In conclusion, after watching this show and some of the ads on the channel, it has become apparent to me that Animal Planet is like the Discovery Channel, but for people who just want to gawk at animals. If you want an excuse to drink, get a fifth and watch this program - you may need to be hammered to withstand these hooligans.

4 comments:

Anonymous said...

Well said!

D said...

Thanks! Now that I re-read what I had written, though, perhaps I should applaud these folks for daring to suck. I mean, they suck now, but hopefully they will get better with time and practice.

Or maybe not. And they still don't deserve that TV show. Argh. Thanks again!

To Pursue said...

Its an "ENTERTAINMENT" documenatary.What the HELL did you expect??! There is a lot more that goes on than what the program actually shows. The Producer is the one who at the end gets to pic what shots are used and what's not, along with sound bites. If you really thought you were gonna get 100% education, well than you're the idiot! You act as though you never watched a documentary on cable before!!

D said...

Thanks for the comment! I recognize that a whole lot gets left on the cutting room floor - but if there was good material that I didn't see, then what I'm saying is that it should have replaced a lot of what I did see.

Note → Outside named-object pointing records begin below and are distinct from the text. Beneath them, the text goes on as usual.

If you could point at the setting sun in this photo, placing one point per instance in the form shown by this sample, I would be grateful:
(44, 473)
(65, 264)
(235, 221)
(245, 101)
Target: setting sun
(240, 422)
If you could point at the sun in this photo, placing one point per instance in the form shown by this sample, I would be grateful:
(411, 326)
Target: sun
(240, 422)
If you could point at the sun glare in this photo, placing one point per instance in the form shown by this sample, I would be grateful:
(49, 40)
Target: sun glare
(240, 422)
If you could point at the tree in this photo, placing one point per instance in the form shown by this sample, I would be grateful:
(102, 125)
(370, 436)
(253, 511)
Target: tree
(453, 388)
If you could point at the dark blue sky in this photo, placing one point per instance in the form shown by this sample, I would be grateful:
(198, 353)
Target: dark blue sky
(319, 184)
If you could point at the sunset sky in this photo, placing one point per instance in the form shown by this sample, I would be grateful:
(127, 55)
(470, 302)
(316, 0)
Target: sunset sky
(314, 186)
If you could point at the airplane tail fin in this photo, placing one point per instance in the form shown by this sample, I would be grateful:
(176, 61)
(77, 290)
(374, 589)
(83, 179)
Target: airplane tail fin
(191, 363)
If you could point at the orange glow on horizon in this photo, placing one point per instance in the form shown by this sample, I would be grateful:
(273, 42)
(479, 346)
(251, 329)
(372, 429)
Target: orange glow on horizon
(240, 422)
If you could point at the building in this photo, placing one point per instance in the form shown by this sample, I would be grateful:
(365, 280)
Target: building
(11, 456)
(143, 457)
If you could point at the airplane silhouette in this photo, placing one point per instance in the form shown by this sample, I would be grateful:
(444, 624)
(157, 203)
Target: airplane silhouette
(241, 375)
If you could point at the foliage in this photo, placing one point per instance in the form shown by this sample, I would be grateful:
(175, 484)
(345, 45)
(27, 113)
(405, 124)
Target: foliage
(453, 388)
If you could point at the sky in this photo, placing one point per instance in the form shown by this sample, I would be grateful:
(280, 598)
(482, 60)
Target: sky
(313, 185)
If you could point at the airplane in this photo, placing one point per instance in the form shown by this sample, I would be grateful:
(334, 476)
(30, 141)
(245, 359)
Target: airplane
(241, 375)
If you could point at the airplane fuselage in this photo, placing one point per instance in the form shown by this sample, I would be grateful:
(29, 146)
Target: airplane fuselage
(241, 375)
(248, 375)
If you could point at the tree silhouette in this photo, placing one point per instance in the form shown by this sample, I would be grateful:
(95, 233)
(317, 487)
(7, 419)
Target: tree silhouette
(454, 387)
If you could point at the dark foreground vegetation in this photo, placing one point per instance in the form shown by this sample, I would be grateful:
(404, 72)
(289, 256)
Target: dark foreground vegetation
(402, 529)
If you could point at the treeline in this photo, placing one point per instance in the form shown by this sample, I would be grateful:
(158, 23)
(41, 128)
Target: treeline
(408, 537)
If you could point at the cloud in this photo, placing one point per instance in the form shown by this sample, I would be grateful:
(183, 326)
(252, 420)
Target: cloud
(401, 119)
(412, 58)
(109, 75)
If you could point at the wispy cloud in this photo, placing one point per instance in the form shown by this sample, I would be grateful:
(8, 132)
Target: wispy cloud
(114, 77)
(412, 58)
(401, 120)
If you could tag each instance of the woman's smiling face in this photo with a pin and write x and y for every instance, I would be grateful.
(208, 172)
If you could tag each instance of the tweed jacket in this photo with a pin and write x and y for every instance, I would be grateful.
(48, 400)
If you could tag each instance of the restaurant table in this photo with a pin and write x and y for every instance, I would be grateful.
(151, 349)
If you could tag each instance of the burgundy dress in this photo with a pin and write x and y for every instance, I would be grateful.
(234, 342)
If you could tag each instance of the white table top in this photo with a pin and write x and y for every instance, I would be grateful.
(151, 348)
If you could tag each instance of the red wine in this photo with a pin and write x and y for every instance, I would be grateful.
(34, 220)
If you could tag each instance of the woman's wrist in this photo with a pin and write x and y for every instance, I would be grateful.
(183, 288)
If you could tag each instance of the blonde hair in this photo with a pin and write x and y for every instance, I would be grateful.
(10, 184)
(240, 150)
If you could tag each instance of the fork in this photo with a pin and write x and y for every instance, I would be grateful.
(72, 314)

The production values of the program as a show were perfectly fine in terms of overall narrative structure; I'm saying that the "experts" were actually hacks, and the places the narrative went were not good ones as a result.

Nothing is 100% educational (even lectures have hooks to keep you, hey, hooked), and that's not what I was expecting. I was expecting a polished production that A) presented interesting facts (check - I counted four) and B) treated setbacks as learning opportunities (fail, on numerous counts - the bulk of my post). I've watched many documentaries on cable, in fact, and it's by comparison to those that I say this one was sloppy.

In a documentary, things frequently do not go your way. Have you seen what the Planet Earth guys had to go through to get their footage of birds of paradise mating displays? Compare that to what was actually shown in the program on TV. But in Squid Invasion, we see plans go wrong and then the failure is regarded A) as a success, or B) with a puzzled "huh." That's just bad pedagogy. Dive Man should have gone back with the right tools for the job, maybe taken a different approach for better results - in other words, he should have learned from his mistake (which he didn't even acknowledge) and then tried again and done better. Lacking any of that, the program's value as a documentary is rather vulnerable to the principle of "garbage in, garbage out." And if that's all you had to work with, then you have my sympathy. Really, I mean that.

As a point of comparison, I would say that your 72-second intro video for SquidDiving.com is more professional, because it doesn't show people calling failed efforts "successes." You show the neat bits, a tease meant to inspire curiosity - that's the good stuff! Also, I must say that your indignant attitude does not reflect "a positive upbeat personality," or a desire "to excel at each task I undertake, always improving myself." What do you imagine a prospective employer will think of you when they see how you've taken criticism here?